While a midshipman ran to fetch the captain her spyglass, the Prince leaned forward, shading his eyes with the fan. "There is someone in it. Lying down."
The spyglass arrived. Captain Ancaillo put it to her eye. Then, as much for a second opinion as for courtesy, she handed it to the Prince. "A dead man. Not an odd thing to find floating in Verdichane Bay, but they aren't commonly in boats."
"Not long dead, if he is," the Prince said without lowering the glass. "The blood on his face is still wet."
The captain looked at him in half-disbelieving admiration. "If you were a sailor, I'd love to have you in the crow's nest."

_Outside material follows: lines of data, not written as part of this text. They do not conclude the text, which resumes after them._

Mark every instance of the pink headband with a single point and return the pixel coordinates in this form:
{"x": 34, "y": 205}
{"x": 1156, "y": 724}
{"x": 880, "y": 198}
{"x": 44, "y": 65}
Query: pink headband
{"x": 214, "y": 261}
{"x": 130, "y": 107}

He raised an eyebrow at her as he handed the spyglass back. She, realizing she'd made an inadvertent innuendo, cleared her throat and returned her gaze firmly to the water. "You have very sharp eyes, Your Highness," she clarified. She cleared her throat again. "It is the custom of the sea to rescue anyone adrift if it is at all possible to do so."
"Of course, Captain. I'm curious to have a look at him myself. By all means, proceed."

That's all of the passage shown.